E gioveracci in le cose minori assuefarci per meglio potere poi moderarci in le più gravi. Tornasti a casa, truovi la donna rissosa; vincila de umanità, revocala con facilità. Compensa in te il frutto che tu aspetti da lei, che ella ti facci padre. El resto atribuiscilo alla natura loro. Chi fuga da sé e’ movimenti dell’ira sua, in molta parte attuta quella dell’avversario. Vedi e’ servi negligenti: perderono, guastorono. Stimali quello che e’ sono. Tu non comperasti il servo per avere un filosofo. E simile i famigli, se non fussero omini inerti e gulosi, non patirebbono essere servili. Cura che non pecchino per l’avenire, più che renderli gastigati per quello che fu fatto. La punizione non restituisce quel che manca. E per emendarli che faccino l’officio loro, sarà utile non meno mostrarli con umanità la ragione e modo onde e’ non pecchi più, che castigarli con severità. E dobbiamo ricordarci che a noi e’ servi sono non però da nulla stimarli. L’opera loro lieva a noi molte fatiche. Dove i servi non fussero, faremmo noi molte cose tediose e ingrate. Pertanto ben disse colui: «e’ servi sono a noi umili amici». E con questi domestici sarà bello essercitarci contro alla infestazione dell’ira, però che la contenzione tua verso di loro non è per lo onore, né per alcuna invidia. Sono impotenti e infimi, e non ti sarà danno ossecundarli, e sarà utile a te, benché ’l servo tuo restasse forse men buono, se tu diventerai migliore. Ultimo, non mancherà per questo che posdomani tu non lo possa punire senza ira, e lui con qualche altro nuovo errore te lo ramenterà. Ma le più volte avviene che la facilità del padrone rende i servi trattevoli e amorevoli, e dove sarà l’amore, sarà lo studio di far cosa che ti piaccia. Molti negligenti non meno che iracundi si dimenticano mostrarsi osservatori de’ costumi de’ suoi. Spenta quella prima vampa del coruccio, non perdere la dignità tua per negligenza. Castiga l’errore de’ tuoi quando altro non giova, e questo non solo dove egli errino, ma e dove e’ mostrino di volere errare. Ma non errar tu in te, né anche in loro vinto da ira. Da questa domestica essercitazione, quasi come da un preludio, bene instrutti e apparecchiati, potremo uscire a maior certame e palestra più grave, della quale diremo a luogo suo.

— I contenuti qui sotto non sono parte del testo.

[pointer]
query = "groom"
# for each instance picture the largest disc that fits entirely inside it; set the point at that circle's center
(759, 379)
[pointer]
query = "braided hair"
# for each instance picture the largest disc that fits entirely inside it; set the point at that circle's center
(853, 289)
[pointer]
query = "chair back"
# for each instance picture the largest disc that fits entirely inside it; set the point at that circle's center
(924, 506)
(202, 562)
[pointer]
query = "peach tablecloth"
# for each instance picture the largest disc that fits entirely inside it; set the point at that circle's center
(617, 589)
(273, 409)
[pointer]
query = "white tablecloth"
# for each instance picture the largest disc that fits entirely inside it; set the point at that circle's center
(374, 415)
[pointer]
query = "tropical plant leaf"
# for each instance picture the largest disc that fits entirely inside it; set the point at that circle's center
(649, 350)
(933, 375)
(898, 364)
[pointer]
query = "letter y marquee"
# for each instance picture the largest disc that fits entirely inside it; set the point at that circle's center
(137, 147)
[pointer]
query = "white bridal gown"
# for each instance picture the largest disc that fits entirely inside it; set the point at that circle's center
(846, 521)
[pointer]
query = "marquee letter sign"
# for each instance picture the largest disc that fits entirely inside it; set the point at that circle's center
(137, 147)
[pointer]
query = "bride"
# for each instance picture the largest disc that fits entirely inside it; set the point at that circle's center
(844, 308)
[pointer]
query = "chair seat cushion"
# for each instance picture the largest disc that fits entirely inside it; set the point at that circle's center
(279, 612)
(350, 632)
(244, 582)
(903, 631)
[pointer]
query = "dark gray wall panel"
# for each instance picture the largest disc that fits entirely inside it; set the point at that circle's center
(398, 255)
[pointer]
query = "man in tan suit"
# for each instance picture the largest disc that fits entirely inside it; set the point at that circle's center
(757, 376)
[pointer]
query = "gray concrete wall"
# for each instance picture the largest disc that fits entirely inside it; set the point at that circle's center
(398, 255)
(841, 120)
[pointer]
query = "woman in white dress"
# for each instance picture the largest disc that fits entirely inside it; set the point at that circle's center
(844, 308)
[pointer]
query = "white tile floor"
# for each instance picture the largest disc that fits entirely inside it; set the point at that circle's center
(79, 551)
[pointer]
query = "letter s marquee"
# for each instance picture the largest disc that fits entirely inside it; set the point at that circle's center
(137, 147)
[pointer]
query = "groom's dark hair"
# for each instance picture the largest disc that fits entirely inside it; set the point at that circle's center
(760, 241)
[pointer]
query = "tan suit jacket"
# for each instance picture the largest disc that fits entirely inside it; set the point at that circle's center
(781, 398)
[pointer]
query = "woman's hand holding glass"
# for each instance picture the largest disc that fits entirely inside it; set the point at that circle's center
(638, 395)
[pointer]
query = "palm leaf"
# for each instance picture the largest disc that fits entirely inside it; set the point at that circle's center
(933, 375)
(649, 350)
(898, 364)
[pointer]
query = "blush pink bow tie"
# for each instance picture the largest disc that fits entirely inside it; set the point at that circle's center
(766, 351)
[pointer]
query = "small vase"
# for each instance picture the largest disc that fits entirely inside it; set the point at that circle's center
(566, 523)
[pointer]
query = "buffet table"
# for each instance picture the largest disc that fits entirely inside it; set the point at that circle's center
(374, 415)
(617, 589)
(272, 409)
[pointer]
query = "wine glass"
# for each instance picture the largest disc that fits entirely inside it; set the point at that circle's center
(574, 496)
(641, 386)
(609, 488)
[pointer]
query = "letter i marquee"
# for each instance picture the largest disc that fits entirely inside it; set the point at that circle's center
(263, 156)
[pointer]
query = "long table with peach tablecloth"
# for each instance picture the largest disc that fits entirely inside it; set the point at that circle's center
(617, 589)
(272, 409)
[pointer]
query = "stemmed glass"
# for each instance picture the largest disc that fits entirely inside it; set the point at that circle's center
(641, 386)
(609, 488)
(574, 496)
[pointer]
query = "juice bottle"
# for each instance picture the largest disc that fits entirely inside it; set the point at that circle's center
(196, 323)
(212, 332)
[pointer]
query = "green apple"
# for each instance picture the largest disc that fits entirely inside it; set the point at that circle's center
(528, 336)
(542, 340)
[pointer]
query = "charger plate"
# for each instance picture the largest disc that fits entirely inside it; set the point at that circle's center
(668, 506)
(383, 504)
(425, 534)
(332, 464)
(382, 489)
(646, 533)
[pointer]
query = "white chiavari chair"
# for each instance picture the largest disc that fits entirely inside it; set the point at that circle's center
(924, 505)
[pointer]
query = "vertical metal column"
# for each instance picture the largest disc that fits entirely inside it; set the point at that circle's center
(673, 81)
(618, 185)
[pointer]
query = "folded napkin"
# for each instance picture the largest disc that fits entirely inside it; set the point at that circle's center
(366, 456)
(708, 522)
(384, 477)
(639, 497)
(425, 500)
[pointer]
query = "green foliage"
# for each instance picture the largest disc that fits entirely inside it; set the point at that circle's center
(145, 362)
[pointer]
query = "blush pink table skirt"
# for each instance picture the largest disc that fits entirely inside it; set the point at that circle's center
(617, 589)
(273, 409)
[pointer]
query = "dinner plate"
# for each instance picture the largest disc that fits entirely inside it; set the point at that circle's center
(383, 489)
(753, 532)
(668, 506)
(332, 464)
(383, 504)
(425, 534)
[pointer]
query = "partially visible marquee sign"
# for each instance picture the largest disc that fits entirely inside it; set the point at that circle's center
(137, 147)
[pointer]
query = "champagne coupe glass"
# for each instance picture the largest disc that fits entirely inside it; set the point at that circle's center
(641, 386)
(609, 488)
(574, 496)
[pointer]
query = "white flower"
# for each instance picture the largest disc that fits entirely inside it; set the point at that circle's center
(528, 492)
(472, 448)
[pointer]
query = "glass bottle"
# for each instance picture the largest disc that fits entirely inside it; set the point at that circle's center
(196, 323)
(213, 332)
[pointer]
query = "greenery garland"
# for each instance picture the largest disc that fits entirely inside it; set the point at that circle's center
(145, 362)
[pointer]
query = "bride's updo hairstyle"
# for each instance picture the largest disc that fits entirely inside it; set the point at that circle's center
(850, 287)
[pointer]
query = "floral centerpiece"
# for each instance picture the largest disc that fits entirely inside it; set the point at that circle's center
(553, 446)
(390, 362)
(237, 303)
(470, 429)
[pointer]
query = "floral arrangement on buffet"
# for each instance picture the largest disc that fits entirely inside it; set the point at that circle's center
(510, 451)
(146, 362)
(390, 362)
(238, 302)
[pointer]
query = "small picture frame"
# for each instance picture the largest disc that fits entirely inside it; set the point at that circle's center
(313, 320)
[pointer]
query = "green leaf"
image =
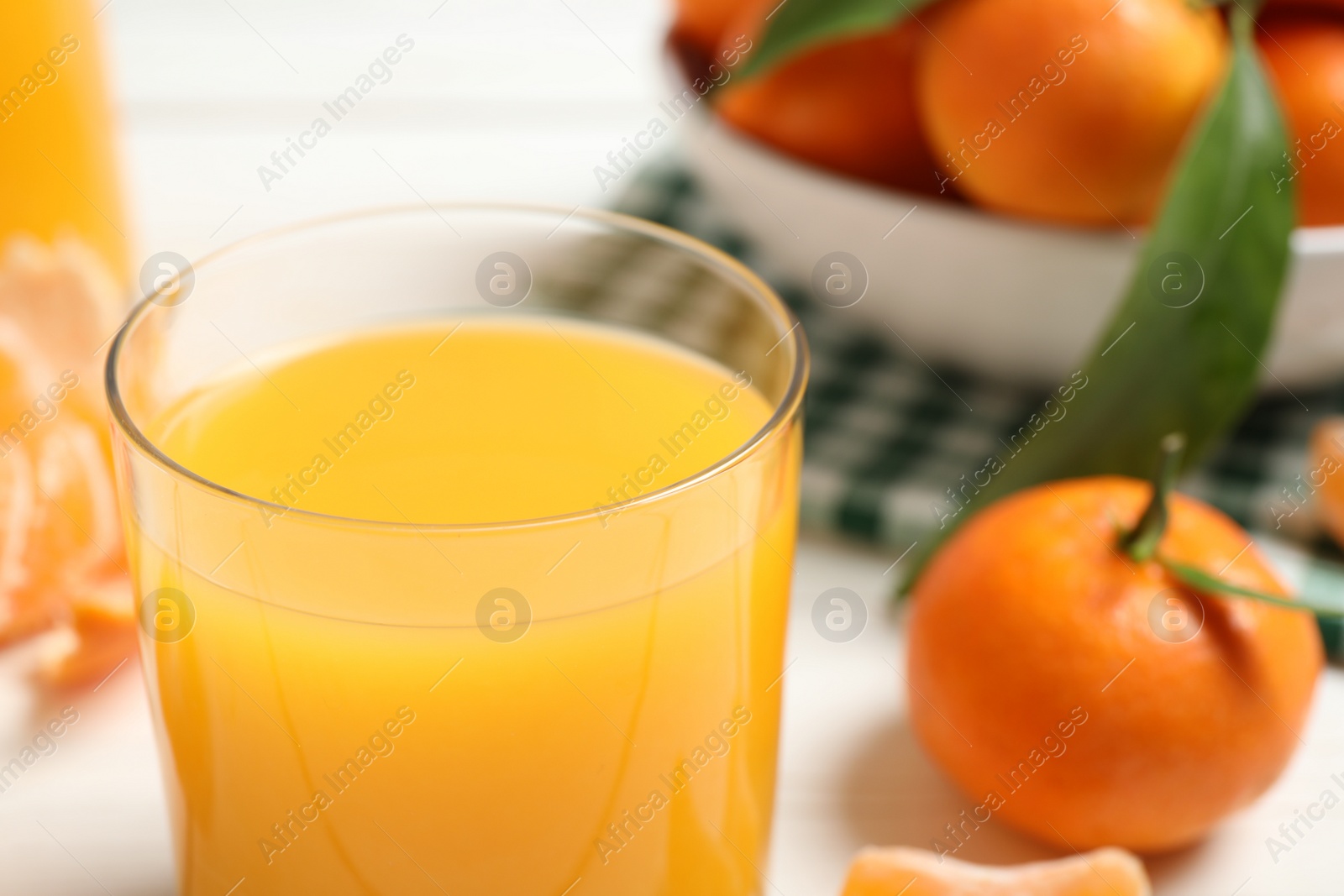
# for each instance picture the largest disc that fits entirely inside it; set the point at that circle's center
(797, 24)
(1183, 349)
(1323, 604)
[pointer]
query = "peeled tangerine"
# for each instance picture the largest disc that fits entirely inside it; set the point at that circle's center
(60, 548)
(900, 871)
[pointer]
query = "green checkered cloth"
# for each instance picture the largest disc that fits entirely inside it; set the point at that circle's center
(887, 434)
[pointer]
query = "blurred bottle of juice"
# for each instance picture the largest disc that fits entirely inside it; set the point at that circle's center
(57, 163)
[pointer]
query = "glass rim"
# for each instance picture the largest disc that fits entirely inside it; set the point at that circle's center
(784, 410)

La cupidità viene da grande imprudenza, ed érravisi in due modi. El primo si è ch’io stimo il danaio più che non merita, e per questo lo desidero troppo, e troppo lo cerco e sequito. L’altro errore si è che io non lo so adoperare in quello a cui fine e’ fu trovato, e per questo lo tengo troppo inchiuso e constretto. Dimmi, Paulo, chi domandassi uno de’ vostri cittadini togati su in senato: «Chi chiami tu ricco?», che risponderebb’egli?

Paulo. Credo risponderebbe costui è ricco quale ha molti danari, e così forse qui crede Niccolò.

Niccolò. E chi ne dubita?

Battista. Costui qual facessi questa risposta si ravedrebbe quando io lo ridomandassi: «Dimmi, quanto oro basterà ch’io possa dire: questi sono que’ molti che ti faranno ricco?». Fu chi disse, solo colui sarà ricco quale arà danari da satisfare a’ bisogni suoi, alle voglie sue qualunque elle siano, da prestarne, donarne, gittarne, nasconderne, smarrirne, perderne senza sentire el mancamento. Pazza risposta! Due affetti c’impose la condizione umana: l’uno per satisfare al corpo. Atto strumento a questo furon trovati e’ danari. L’ardente desiderio e affezione al danaio si chiama avidità. L’altra affezione fu per satisfare all’animo, qual sempre desidera essere più pieno di sapienza. Se l’animo non fusse in tutto vacuo di quello che si li richiede, all’omo circa il corpo basterebbon poche cose, però ch’egli s’auserebbe vivere col poco, e a chi basta il poco, a costui avanza molte cose qual mancano agli altri non moderati. L’uno di questi due affetti, cioè la cupidità, o venga dalla corruttela del vivere, o dalla diffidenza e innata sua paura che no’ gli manchi, o da stultizia per essere in questa cosa caduca più abbiente che no’ gli giova, questa cupidità, dico, si vede che sempre cresce. L’altro affetto di sua natura non può avere fine, però che le cose quale per sé ciascun di noi non sa, e sono belle e utili e degne e necessarie alla perfezion dell’omo, e pertanto richieste dalla natura, sono infinite. Adonque all’omo in questa parte niuna quantità mai satisfarebbe. Ma vedete voi se questa mia fussi atta risposta. Dico che colui qual io chiamerò ricco, in tutto sarà contrario al povero.

Niccolò. Sì.

Battista. Colui è povero a cui mancano le cose atte a vivere bene, e più povero colui a cui mancano le cose necessarie secondo quello si richiede all’omo.

Niccolò. Piace.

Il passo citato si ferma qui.